Bringing In A New Life

A special thing happened today. It was unexpected for me. I didn't expect to have another "ranchy" post for you until next week. I expected to sit at the sewing machine repairing ripped Wranglers and shirts while watching movies much of the day as it snowed outside. Yes, for those of you outside of Wyoming it was snowing this morning and only 28 degrees at 10am. The Prairie Daddy went to town for a meeting mid-morning and before he left he let me know that there was a heifer that was calving.

Now we're not calving right now, so it was a surprise to me that a heifer was calving. Plus we don't calve the heifers here; they have their babes at Dad's place. Then I remembered that one of the neighbors bulls had a little fun with three of our little girls. Dang men. So, here we are, calving a heifer with an illegitimate calf. : )

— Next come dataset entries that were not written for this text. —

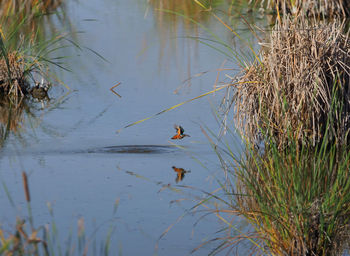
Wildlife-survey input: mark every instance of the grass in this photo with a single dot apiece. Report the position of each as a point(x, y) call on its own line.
point(291, 183)
point(26, 57)
point(27, 239)
point(299, 84)
point(318, 8)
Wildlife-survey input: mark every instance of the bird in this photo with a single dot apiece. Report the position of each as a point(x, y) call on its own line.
point(179, 133)
point(180, 173)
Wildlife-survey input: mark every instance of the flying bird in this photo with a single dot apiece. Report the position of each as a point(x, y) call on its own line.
point(179, 133)
point(180, 173)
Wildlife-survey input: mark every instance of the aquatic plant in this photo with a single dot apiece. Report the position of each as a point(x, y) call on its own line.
point(298, 86)
point(317, 8)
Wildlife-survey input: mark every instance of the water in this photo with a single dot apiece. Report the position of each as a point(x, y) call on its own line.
point(76, 160)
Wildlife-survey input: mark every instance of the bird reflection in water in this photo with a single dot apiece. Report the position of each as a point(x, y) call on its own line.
point(180, 173)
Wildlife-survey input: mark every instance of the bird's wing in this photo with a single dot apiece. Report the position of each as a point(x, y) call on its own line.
point(181, 130)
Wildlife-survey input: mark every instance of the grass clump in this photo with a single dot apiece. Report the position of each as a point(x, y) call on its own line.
point(297, 200)
point(323, 8)
point(299, 87)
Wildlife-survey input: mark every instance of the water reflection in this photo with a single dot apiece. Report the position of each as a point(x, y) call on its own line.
point(180, 173)
point(296, 200)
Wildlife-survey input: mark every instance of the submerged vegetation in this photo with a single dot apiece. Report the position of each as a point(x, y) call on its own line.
point(291, 104)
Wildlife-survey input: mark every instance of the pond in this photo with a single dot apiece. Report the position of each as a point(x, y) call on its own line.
point(78, 162)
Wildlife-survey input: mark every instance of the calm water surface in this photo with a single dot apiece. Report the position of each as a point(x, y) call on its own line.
point(74, 157)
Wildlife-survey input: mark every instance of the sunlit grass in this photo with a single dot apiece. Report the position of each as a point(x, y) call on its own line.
point(28, 239)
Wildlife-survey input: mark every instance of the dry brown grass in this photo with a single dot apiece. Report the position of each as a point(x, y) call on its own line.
point(318, 8)
point(300, 83)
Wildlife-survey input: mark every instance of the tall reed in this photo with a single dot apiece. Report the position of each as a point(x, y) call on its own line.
point(299, 86)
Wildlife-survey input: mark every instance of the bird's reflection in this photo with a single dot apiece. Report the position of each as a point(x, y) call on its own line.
point(180, 173)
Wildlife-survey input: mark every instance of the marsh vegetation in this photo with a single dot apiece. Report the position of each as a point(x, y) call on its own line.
point(290, 99)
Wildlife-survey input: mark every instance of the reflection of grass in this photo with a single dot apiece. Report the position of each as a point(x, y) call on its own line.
point(298, 200)
point(26, 239)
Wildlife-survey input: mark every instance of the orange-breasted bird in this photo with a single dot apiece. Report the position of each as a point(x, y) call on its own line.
point(179, 133)
point(180, 173)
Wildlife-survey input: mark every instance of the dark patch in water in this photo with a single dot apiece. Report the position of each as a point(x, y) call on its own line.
point(133, 149)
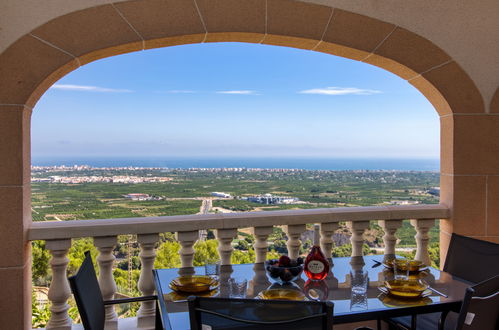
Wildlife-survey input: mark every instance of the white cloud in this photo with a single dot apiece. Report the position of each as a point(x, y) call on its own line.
point(89, 88)
point(340, 91)
point(180, 91)
point(240, 92)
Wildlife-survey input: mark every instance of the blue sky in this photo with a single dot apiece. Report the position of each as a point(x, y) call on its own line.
point(233, 100)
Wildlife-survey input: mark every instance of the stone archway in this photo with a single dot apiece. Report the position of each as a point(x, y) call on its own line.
point(38, 59)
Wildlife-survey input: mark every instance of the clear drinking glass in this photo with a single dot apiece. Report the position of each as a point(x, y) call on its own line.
point(358, 302)
point(360, 281)
point(212, 268)
point(401, 269)
point(237, 287)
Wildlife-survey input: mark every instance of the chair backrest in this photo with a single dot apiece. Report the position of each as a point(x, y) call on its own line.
point(88, 296)
point(471, 259)
point(480, 308)
point(227, 313)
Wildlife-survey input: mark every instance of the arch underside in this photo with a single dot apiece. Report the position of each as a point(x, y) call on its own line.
point(37, 60)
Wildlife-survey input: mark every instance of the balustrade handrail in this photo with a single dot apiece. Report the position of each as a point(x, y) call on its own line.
point(53, 230)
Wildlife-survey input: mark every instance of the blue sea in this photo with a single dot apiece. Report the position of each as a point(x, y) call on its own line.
point(287, 163)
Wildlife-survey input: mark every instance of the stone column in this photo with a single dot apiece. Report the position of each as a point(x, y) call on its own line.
point(389, 239)
point(105, 260)
point(261, 235)
point(147, 310)
point(357, 228)
point(422, 238)
point(327, 231)
point(59, 291)
point(15, 215)
point(294, 243)
point(225, 237)
point(187, 240)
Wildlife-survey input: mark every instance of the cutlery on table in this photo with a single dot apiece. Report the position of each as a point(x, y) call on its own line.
point(437, 292)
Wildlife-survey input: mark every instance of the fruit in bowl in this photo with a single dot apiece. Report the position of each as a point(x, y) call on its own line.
point(285, 269)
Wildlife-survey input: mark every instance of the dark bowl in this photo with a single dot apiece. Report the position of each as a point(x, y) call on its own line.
point(283, 274)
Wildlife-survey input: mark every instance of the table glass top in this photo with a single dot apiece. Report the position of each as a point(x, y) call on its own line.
point(336, 287)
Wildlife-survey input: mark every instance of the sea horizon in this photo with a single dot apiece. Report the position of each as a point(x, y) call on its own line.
point(308, 163)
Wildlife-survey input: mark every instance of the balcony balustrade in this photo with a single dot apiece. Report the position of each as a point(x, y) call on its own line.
point(58, 236)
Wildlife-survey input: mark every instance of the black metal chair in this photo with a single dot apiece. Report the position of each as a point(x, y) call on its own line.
point(89, 300)
point(227, 313)
point(480, 308)
point(467, 258)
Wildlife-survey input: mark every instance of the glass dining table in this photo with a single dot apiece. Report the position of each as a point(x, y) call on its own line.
point(350, 304)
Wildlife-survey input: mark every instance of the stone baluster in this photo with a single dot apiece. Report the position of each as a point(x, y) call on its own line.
point(147, 310)
point(261, 245)
point(327, 231)
point(294, 243)
point(59, 291)
point(389, 239)
point(187, 240)
point(357, 228)
point(225, 237)
point(422, 239)
point(105, 260)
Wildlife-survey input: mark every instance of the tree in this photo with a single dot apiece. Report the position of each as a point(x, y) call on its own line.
point(41, 258)
point(167, 255)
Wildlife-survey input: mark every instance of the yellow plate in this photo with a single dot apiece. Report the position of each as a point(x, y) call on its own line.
point(414, 265)
point(176, 296)
point(395, 302)
point(194, 283)
point(281, 294)
point(406, 289)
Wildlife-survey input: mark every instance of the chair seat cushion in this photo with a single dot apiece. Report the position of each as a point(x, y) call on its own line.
point(427, 321)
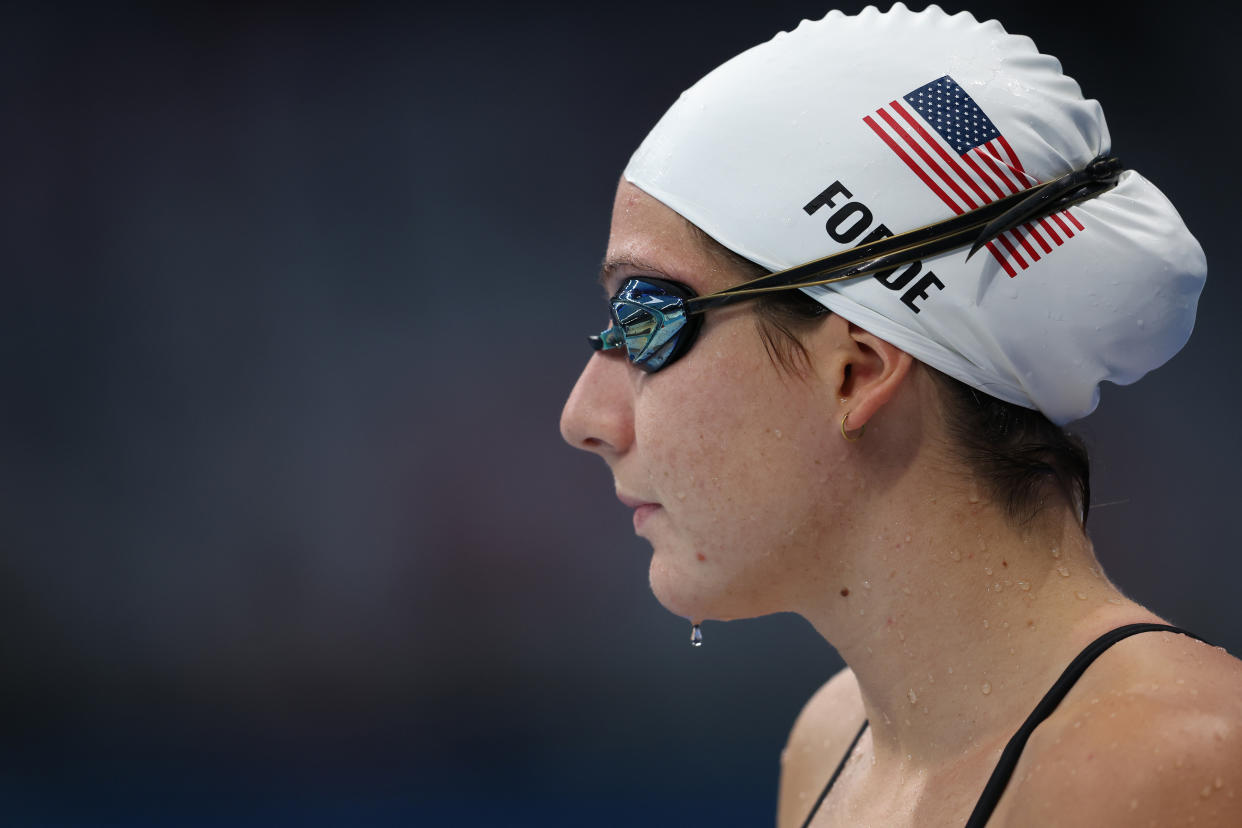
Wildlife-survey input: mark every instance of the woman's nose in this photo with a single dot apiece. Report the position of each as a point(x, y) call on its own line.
point(599, 414)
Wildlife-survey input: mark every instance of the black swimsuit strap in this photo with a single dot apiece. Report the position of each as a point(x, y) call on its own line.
point(835, 775)
point(1012, 751)
point(1004, 770)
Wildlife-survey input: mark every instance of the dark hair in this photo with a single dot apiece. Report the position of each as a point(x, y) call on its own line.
point(1015, 452)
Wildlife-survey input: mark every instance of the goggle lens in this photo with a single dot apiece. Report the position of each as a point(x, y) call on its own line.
point(650, 319)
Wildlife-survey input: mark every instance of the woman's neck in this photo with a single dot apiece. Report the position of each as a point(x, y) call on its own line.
point(955, 622)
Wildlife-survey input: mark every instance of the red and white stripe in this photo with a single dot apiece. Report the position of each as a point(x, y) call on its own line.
point(984, 174)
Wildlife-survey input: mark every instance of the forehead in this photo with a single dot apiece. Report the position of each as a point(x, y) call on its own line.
point(647, 236)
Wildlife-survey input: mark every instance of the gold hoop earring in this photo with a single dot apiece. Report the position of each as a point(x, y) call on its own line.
point(848, 438)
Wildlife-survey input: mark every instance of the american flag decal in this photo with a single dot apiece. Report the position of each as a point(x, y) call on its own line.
point(942, 134)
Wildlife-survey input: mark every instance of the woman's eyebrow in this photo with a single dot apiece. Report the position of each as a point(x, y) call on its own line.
point(611, 266)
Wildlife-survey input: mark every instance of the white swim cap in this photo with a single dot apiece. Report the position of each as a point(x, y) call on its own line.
point(856, 127)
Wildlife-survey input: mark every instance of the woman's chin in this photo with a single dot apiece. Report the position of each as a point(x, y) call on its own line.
point(693, 596)
point(676, 591)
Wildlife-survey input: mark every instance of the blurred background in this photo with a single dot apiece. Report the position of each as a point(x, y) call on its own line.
point(293, 296)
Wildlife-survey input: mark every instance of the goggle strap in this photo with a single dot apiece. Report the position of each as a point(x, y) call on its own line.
point(975, 227)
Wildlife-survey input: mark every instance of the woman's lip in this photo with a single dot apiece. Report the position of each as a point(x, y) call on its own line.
point(642, 509)
point(642, 512)
point(634, 503)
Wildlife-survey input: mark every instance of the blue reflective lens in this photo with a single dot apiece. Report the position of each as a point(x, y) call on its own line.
point(648, 317)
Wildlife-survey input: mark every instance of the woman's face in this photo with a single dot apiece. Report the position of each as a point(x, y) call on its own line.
point(725, 459)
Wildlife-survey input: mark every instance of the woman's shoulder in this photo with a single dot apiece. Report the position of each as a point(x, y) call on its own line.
point(817, 741)
point(1151, 735)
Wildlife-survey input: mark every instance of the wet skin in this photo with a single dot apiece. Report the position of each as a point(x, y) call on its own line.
point(953, 618)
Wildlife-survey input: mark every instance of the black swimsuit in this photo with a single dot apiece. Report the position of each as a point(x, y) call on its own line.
point(1000, 776)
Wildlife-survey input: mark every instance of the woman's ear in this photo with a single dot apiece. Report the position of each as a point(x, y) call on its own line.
point(867, 370)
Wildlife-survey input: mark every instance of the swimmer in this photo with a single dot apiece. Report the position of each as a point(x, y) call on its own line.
point(860, 278)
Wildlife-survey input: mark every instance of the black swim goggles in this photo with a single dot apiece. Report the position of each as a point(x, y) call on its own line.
point(657, 320)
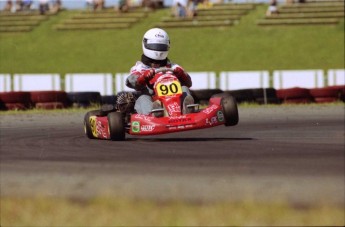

The Prairie Daddy called me and The Prairie Kid on his way home and invited us to come along if they needed to pull the calf. Of course we wanted to go! So shortly after all three of us loaded up and headed to the barn.

I captured the event on my new video camera. I even got it downloaded and ready to show you on this post! I am pretty excited that this is my "video posting debut!"

But before you watch I need to give another "Option Out." THIS IS REALLY GRAPHIC and it might not be something everyone wants to watch. There are 4 clips. If you're not wanting to see two men help pull a baby calf out of a bawling heifer then feel free to skip to the last two'll enjoy the end result without the graphics. Otherwise, enjoy this amazing (but graphic) post. Please note: we love our animals and give them the utmost care. This heifer and her calf were unable to finish the laboring process without help. Having to pull this calf may look painful and mean, however this intervention potentially saved two lives. Also, we are careful to select bulls for heifers that will not have calves too big for heifers to handle. Many of our heifers do not need help calving. But remember, we didn't ask this bull to have his way with this heifer!

In this first clip The Prairie Daddy, who became The Calf-Pulling Ranch Vet, has managed to get inside and find the calf's front feet. He has gotten chains around them to have a grip and leverage on their pulling. They work with the heifer in her pushes, however this heifer wasn't pushing much at all so they just had to work without her cooperation. This is the "cow version" of helping a mommy get her babe out . It would be comparable to an o.b. using a vacuum to help a human mommy.

Now after the calf started to slide out it obviously got to a point where it got a little "stuck" and my brother-in-law got the calf turned a bit to help. This second clip shows the quick exit of the calf. I am warning you, as you pull a calf out when the mommy is standing up, it does quickly drop and it will hit the cement floor. The first time I saw this I just about fainted and cried. It is tough to see but it doesn't hurt the calf believe it or not.

This third clip is the trauma a 2 1/2 year old felt as 3 adults hushed him and were intently focused on a heifer for a while. He wasn't too sure about this.

But all ended up well and Mama and New Baby will soon get things figured out. And you'll see they already had visitors come and congratulate them!

I couldn't resist sharing this great surprise with you today. And I did manage to get the sewing done, one movie viewed, this posted, a cat nap, and some time with the family!


Camiwood said...

A big hello from an Ohio girl, I just came across your blog and I love it! I look forward to reading more about your 'prairie' life!

diana said...

Every time I see a calf being pulled, I just thank God that I am not a cow. I say the same thing when I see a cow being Aied. There are just some places an arm or two should never go.....

Amanda said...

Hey friend

Thanks for the ranch video. I love the baby calves and miss so much being home on the farm with all the babies. If we lived closer, you'd get tired of me hanging around living my ranching/farming life vicariously through you.